Infeliz, sim. Todas as manhãs eu fugia de casa, caminhava dois quarteirões e esperava o meu companheiro de fuga. No dia fatídico, me atrasei ou me bloquearam a saída, e não fui aguardar o primo. Ele decidiu então ir atrás de mim. Acompanhei seu martírio da entrada do quarto, sem coragem de entrar. O sofrimento foi geral.

Serginho morreu como um cão furioso. Era lourinho e branco como eu. Foi direto para o céu. Em uma foto da família, apareço no que hoje chamaríamos de jardim de inverno, onde a tia Mary plantara parreiras, cheias de flores, mas sem frutos. Eu estou em pé e seguro a mão do primo, que está dentro de um velocípede (ou carrinho, a memória também foge). Nossos cabelos são brancos, sem dar o devido contraste à fotografia. Identidade física e espiritual. Efêmera e imortal.

O outro amigo nessa primeira metade dos anos 1950 foi o Palmério Dória de Vasconcelos, o Palmerinho, segundo dos três filhos do grande goleiro Palmério, o “guarda-vala” (ou “goal-keaper”) do Paysandu na goleada de 7 a 0 sobre o meu segundo Leão da pelota (o primeiro foi o de Santarém, o São Francisco, que deu no Remo de 5 a 1 “e se quisesse daria de mais”).
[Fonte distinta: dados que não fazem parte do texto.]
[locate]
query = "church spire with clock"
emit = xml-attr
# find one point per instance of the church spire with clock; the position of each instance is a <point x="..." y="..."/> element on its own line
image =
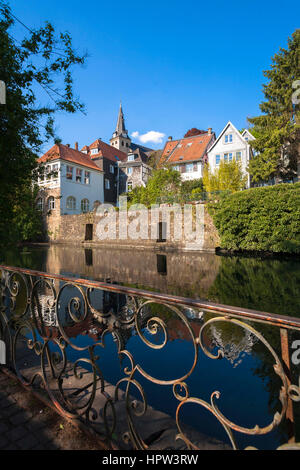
<point x="120" y="138"/>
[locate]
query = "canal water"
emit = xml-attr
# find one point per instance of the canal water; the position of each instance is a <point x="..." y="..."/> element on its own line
<point x="245" y="377"/>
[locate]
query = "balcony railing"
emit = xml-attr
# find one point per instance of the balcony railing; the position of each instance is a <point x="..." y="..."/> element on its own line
<point x="133" y="363"/>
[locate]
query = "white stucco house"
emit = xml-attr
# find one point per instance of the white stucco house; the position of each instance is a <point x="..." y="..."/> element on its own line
<point x="231" y="145"/>
<point x="71" y="183"/>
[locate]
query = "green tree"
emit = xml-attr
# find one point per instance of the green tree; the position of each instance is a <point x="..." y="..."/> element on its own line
<point x="277" y="130"/>
<point x="40" y="64"/>
<point x="228" y="176"/>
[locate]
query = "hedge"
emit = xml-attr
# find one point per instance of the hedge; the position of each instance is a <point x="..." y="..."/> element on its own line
<point x="260" y="219"/>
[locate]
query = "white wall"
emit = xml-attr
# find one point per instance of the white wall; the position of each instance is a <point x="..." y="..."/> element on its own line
<point x="191" y="175"/>
<point x="93" y="191"/>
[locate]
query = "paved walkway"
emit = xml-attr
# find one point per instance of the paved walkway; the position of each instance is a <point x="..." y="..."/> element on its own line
<point x="27" y="424"/>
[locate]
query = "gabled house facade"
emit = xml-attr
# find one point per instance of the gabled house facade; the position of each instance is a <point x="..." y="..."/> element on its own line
<point x="71" y="182"/>
<point x="188" y="155"/>
<point x="107" y="158"/>
<point x="231" y="145"/>
<point x="134" y="171"/>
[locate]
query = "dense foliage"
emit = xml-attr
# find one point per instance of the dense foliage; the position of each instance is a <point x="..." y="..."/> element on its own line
<point x="264" y="219"/>
<point x="36" y="68"/>
<point x="277" y="130"/>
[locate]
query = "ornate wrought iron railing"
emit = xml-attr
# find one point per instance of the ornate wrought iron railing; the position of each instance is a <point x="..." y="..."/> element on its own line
<point x="54" y="327"/>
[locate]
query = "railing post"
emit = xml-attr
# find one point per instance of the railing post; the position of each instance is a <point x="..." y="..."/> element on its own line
<point x="287" y="369"/>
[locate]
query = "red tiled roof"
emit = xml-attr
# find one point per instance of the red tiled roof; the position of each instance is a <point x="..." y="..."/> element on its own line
<point x="106" y="151"/>
<point x="188" y="149"/>
<point x="63" y="152"/>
Seguimos nossas trajetórias, ora um ao lado do outro, ora em trilhas distintas, eventualmente esgrimindo nossas divergências, até ontem; 74 anos depois do nascimento em comum na então capital do futuro (que nunca chegou) Estado do Tapajós, a terceira maior cidade da Amazônia, o lugar que gerara dois barões no segundo império, Palmério se foi, ontem, em São Paulo, aonde vivia desde muito tempo, após longa enfermidade.

Também eu ia atrás dele. No caso, era a escola particular que frequentava, num local mais distante, no bairro de ancestralidade portuguesa, em contraste com a Aldeia, remontando aos indígenas originais, reduto da família do meu pai, de imigrantes cearenses, como milhares, alguns no birro considerado pobre e outros na colônia Mojuí dos Campos (hoje município), reduto eleitoral de Elias Pinto.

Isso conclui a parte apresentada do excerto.